The Kenya Film Classification Board (KFCB) has embarked on training film producers in the Nyanza region on production of clean content.
Through the training, KFCB targets to promote clean programming on the airwaves to protect children against exposure to harmful content.
KFCB Nyanza Regional Manager Edward Koech said the training targets to protect children from exposure to violence, sex and nudity, propaganda, gambling, drug and substance abuse and radicalization.
“Films influence behavior and opinions thus children should be protected from harmful content which may at times inculcate bad behavior in them,” stated Koech.
He added that the board has developed regulations to rate and license locally produced films in order to ensure dissemination of clean content.
The regulations which classify films according to the age of the viewers, he said, required parents to be vigilant to ensure that children don’t access harmful material.
“I urge all parents and guardians to keep track of different films their children consume and ensure that they are educational and safe for viewing,” Koech said.
Koech also encouraged script writers to produce material targeting to sensitize and educate the audience as well as promoting peace in the country.
He made the remarks at Nyalenda slums in Kisumu during a training session for Lakeside Thespians Film Production (LTFP), a community based organization, composed of young actors, script writers, producers and content creators.
LTFP Chairman Hillary Amunze lauded KFCB for the initiative, saying it will go a long way to improve on the quality of productions in the area.

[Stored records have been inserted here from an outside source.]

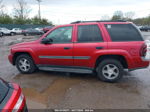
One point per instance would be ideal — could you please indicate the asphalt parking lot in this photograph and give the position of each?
(62, 90)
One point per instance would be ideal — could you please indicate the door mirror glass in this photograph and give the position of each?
(47, 41)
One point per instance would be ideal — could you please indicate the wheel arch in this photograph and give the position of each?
(16, 54)
(120, 58)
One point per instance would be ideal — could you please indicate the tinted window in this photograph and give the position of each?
(123, 32)
(3, 90)
(61, 35)
(89, 33)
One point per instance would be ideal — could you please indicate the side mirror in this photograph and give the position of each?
(47, 41)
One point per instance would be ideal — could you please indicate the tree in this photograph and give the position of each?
(39, 12)
(6, 19)
(118, 15)
(105, 17)
(2, 6)
(129, 15)
(43, 21)
(21, 10)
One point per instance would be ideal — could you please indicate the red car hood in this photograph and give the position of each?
(24, 44)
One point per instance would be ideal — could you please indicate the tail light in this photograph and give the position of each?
(143, 50)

Despite receiving support from different organizations, the film producers, he added, were hampered by lack of resources to polish their work.
“We have done 15 short films and 2 feature films using our smartphones due to limited resources. We are therefore appealing to KFCB and other organizations to support us with production equipment,” he said.
Over 50 members of the group which was started in 2017 benefitted from the free training which they said was set to take their production to the next level.